"... and to my current third wife - namely Leeda Harper Linder - I leave you your freedom to return to your home town. You and I were a necessary inconvenience, death has finally freed us both. Go with my blessings. You may take the mule you call Nanny for your own steed and food sufficient to your needs equal to the number of months that we were married, namely eleven. The ring you received on our wedding day must be returned to the Linder coffers but in its place you are to receive one plain gold band as a token of our marriage, three plain circles of silver, five of copper, and twelve of brass to sell for your personal needs. I grant you the clothes in your clothespress and linens from the Hall's inventory sufficient to start your own household. I also free you from full mourning so that you may seek a new match at your town's Autumn Meeting should that be your desire."

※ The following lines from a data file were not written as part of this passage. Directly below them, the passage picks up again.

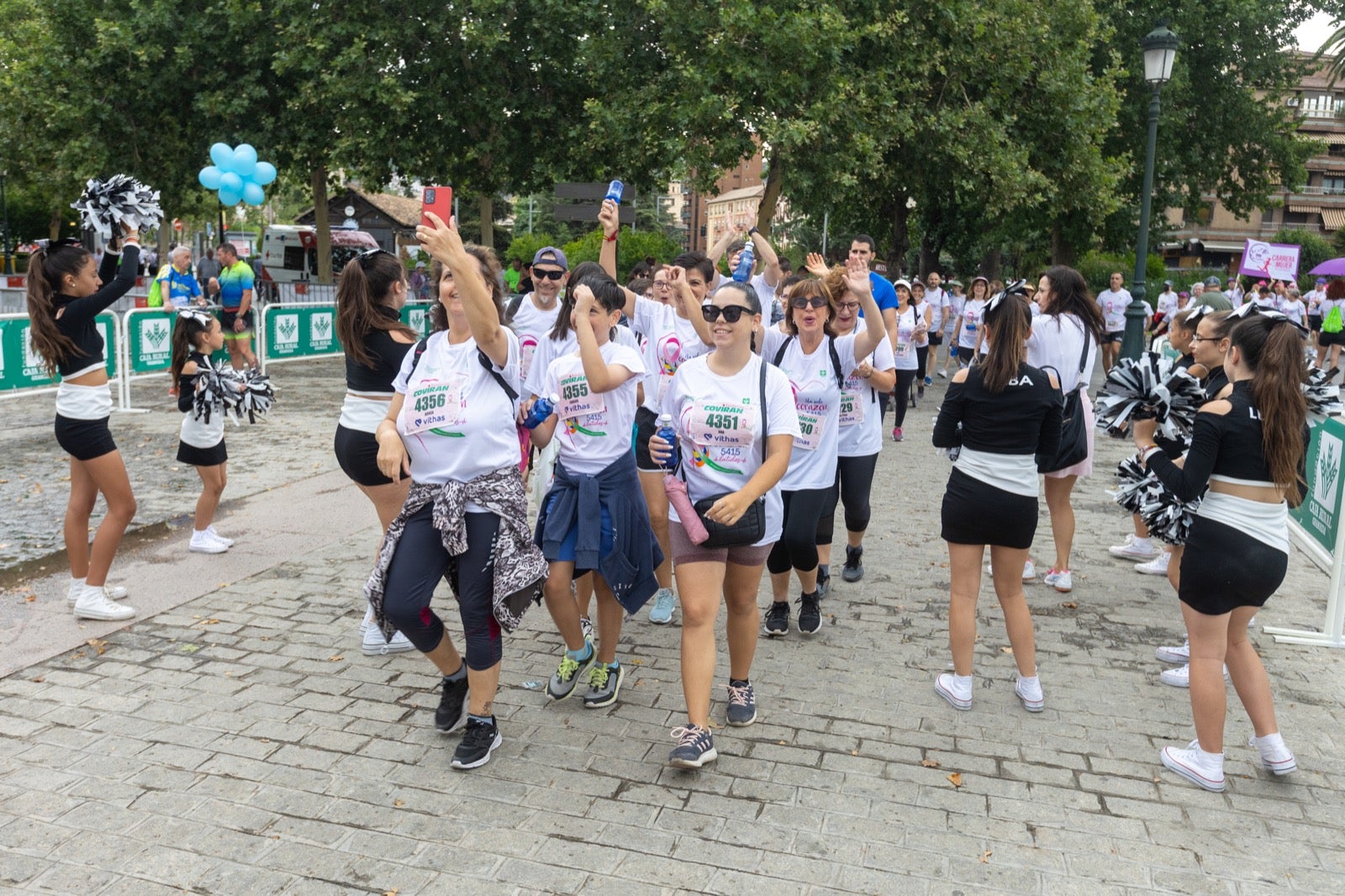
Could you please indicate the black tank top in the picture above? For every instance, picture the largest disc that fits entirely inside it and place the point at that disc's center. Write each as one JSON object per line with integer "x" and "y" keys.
{"x": 387, "y": 356}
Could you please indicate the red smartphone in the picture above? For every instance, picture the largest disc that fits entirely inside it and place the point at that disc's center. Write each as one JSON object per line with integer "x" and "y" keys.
{"x": 440, "y": 201}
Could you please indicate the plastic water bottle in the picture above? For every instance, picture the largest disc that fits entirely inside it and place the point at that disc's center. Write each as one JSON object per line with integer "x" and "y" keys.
{"x": 542, "y": 409}
{"x": 744, "y": 271}
{"x": 669, "y": 435}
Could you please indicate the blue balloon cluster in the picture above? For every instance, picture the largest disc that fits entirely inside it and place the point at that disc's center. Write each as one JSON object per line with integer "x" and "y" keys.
{"x": 237, "y": 174}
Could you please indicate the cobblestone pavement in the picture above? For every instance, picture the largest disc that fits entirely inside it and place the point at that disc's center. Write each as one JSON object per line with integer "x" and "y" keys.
{"x": 241, "y": 743}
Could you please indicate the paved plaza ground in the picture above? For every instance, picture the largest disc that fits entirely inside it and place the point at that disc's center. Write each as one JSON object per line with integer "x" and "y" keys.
{"x": 235, "y": 741}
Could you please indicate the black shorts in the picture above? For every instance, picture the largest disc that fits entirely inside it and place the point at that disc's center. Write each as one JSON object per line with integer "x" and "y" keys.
{"x": 356, "y": 452}
{"x": 1224, "y": 568}
{"x": 84, "y": 439}
{"x": 975, "y": 513}
{"x": 226, "y": 323}
{"x": 212, "y": 456}
{"x": 646, "y": 424}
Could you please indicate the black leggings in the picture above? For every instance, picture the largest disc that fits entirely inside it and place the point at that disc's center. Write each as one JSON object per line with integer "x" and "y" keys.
{"x": 903, "y": 390}
{"x": 417, "y": 567}
{"x": 798, "y": 546}
{"x": 854, "y": 479}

There were other words spoken after those but they were not meant for me. The few words my husband did leave for me were resented by his first two wives Ceena and Tonya. The truth is they resented having to share his death with me nearly as much as they had resented having to share his life.

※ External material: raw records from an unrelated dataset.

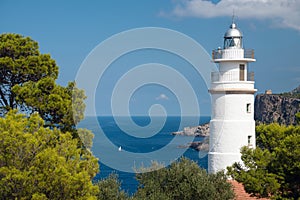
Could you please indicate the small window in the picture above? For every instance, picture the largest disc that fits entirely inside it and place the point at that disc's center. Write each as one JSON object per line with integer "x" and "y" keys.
{"x": 248, "y": 108}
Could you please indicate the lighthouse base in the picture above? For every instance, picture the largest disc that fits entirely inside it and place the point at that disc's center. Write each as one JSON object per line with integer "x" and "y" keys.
{"x": 220, "y": 161}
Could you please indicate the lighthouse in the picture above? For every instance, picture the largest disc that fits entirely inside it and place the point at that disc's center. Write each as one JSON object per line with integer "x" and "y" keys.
{"x": 232, "y": 124}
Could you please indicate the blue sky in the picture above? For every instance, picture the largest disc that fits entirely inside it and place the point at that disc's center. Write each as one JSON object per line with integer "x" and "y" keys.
{"x": 70, "y": 30}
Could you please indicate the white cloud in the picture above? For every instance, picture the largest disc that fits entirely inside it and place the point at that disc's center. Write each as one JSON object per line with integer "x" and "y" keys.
{"x": 282, "y": 13}
{"x": 162, "y": 97}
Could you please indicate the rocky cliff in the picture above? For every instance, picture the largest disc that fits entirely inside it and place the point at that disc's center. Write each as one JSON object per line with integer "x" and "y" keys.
{"x": 269, "y": 108}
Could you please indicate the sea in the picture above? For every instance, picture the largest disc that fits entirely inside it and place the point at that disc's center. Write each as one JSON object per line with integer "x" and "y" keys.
{"x": 123, "y": 144}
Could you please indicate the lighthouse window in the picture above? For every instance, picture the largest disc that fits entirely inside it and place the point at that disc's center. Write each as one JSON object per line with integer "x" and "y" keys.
{"x": 249, "y": 140}
{"x": 242, "y": 72}
{"x": 248, "y": 108}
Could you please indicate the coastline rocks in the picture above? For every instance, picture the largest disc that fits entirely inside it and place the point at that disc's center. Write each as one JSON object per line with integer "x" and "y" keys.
{"x": 200, "y": 146}
{"x": 276, "y": 108}
{"x": 196, "y": 131}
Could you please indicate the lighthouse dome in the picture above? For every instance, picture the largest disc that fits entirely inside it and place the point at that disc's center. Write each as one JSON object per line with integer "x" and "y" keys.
{"x": 233, "y": 38}
{"x": 233, "y": 32}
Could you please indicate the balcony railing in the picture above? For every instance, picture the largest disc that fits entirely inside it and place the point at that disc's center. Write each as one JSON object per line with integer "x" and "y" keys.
{"x": 232, "y": 53}
{"x": 231, "y": 76}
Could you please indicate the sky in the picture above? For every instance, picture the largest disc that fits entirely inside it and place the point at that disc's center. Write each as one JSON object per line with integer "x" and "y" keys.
{"x": 70, "y": 30}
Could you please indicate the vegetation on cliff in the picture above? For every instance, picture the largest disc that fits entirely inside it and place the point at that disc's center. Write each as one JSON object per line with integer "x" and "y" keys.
{"x": 273, "y": 168}
{"x": 183, "y": 179}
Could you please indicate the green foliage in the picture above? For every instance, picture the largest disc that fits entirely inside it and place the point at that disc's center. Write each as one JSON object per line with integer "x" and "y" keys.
{"x": 20, "y": 62}
{"x": 273, "y": 168}
{"x": 109, "y": 189}
{"x": 54, "y": 103}
{"x": 42, "y": 163}
{"x": 27, "y": 82}
{"x": 181, "y": 180}
{"x": 298, "y": 118}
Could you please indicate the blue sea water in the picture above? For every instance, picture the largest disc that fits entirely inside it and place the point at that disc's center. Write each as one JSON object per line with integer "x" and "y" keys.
{"x": 118, "y": 132}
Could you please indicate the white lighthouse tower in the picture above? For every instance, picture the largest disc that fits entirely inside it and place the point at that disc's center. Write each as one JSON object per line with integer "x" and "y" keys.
{"x": 232, "y": 124}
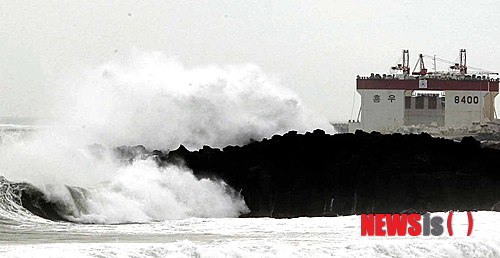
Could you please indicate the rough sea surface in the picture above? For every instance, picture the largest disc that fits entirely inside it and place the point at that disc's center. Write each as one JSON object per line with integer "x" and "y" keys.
{"x": 242, "y": 237}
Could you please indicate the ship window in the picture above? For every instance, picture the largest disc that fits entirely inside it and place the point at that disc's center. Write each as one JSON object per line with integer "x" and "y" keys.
{"x": 408, "y": 102}
{"x": 432, "y": 103}
{"x": 419, "y": 102}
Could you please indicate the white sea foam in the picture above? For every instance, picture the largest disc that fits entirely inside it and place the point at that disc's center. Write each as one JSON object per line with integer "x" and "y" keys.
{"x": 251, "y": 237}
{"x": 157, "y": 102}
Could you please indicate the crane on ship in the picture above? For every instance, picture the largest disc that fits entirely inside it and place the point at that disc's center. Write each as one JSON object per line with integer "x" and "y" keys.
{"x": 455, "y": 68}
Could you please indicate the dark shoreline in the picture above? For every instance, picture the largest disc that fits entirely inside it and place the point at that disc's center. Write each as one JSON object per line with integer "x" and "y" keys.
{"x": 316, "y": 174}
{"x": 298, "y": 175}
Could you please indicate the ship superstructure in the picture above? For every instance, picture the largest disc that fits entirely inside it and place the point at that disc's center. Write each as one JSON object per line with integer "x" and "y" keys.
{"x": 445, "y": 99}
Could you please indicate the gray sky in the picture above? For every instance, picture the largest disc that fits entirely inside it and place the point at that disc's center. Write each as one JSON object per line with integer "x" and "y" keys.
{"x": 315, "y": 48}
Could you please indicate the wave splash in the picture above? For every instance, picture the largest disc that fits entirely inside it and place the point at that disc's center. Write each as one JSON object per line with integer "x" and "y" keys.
{"x": 154, "y": 101}
{"x": 140, "y": 192}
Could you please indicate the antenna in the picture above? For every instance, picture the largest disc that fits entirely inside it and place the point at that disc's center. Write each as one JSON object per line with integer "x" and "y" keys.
{"x": 423, "y": 70}
{"x": 463, "y": 62}
{"x": 405, "y": 66}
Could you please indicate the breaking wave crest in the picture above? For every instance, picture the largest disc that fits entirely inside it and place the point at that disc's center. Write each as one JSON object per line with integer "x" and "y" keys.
{"x": 140, "y": 192}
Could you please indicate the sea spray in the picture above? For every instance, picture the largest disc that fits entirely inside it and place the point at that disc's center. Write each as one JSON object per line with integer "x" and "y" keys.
{"x": 157, "y": 102}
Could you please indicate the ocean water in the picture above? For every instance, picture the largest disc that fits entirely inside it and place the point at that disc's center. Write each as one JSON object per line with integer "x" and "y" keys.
{"x": 242, "y": 237}
{"x": 142, "y": 210}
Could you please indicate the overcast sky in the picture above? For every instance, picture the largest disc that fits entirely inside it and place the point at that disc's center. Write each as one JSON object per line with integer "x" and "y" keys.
{"x": 315, "y": 48}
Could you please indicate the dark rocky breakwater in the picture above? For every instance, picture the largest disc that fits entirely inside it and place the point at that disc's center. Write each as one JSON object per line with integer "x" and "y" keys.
{"x": 316, "y": 174}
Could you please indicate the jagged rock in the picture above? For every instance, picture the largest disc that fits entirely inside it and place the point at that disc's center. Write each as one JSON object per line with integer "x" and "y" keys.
{"x": 317, "y": 174}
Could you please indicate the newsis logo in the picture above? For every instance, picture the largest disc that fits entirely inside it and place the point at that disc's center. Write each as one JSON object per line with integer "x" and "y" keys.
{"x": 412, "y": 224}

Share ... hah, as if The Linder had ever really had time for me. In eleven months he'd only bed me twice and one of those was my wedding night; the other was given to me in a fit of pity after a drunken night when he finally witnessed and accepted my lot in life in his household. And didn't Ceena and Tonya sweat long and hard wondering if I would catch a babe from that night. Both had been trying for years - with a few successes only to lose the children to illness or accident - and were proud to still be of childbearing years though reaching the end of them no matter the potions and notions they daily sought to remain young. But no, God chose not to bless me from either visit and the two of them were surely relieved and not even bothering to hide the fact.

Both still being handsome enough I believe they, after overhearing them conspire, look to catch the eye of The Linder's heir. They have no desire to be relegated to a secondary position in the household they've ruled for so long.

I've heard the new Guardian - who will be called The Linder like his predecessors before him - is a widower and not unwilling to marry again despite already having heirs of his own. It matters not to me one bit. I have Nanny and some supplies and I am going home ... or to what once was my home. I have a letter from Nat. He has become the assistant to the village church Elders and he says I can have the small cabin that once belonged to my grandparents. Mr. Tosh, the Linderhall manager, said there is a small wagon I can have as well to transport my belongings and my portion but no outrider can be spared as the Hall must be made ready for the new Guardian's arrival.

I care not. I am leaving at first light. There is no longer any reason for me to stay. There was barely any reason for me to come here in the first place.